Science

Study: ChatGPT shows high error rate in scientific fact-checking

A Washington State University study found ChatGPT-3.5 incorrectly evaluated scientific hypotheses over 20% of the time, raising reliability concerns.

Image from news.wsu.edu

Image: news.wsu.edu

A recent study from Washington State University has quantified significant inaccuracies in ChatGPT's ability to fact-check scientific claims. Led by Professor Mesut Cicek, researchers tested the AI model by having it evaluate whether specific hypotheses from published scientific papers were supported by subsequent research.

The study, published in the journal 'Information Services & Use', found that ChatGPT-3.5 provided incorrect evaluations for more than one in five (over 20%) of the scientific statements it was asked to assess.
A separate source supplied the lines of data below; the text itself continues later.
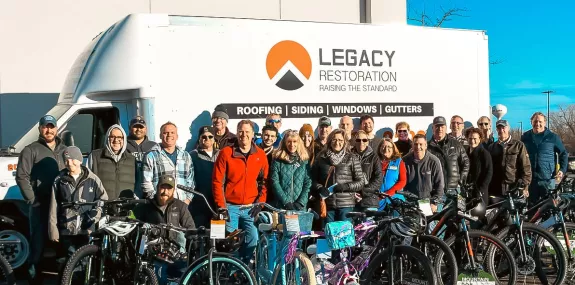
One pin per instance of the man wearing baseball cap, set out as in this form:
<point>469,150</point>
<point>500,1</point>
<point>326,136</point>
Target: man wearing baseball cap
<point>138,145</point>
<point>223,136</point>
<point>163,208</point>
<point>38,165</point>
<point>511,164</point>
<point>76,183</point>
<point>451,154</point>
<point>203,159</point>
<point>323,131</point>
The errors included both false positives, where it incorrectly stated a hypothesis was supported, and false negatives, where it failed to recognize supported findings.

Researchers noted the AI's responses were often inconsistent, providing different answers to the same question when asked repeatedly. This inconsistency and the high error rate highlight potential risks in relying on current-generation large language models for accurate scientific verification without human oversight.

The study's authors emphasize that while AI tools like ChatGPT are powerful for generating text and ideas, their use for factual validation, especially in specialized fields like science, requires caution and critical evaluation by domain experts.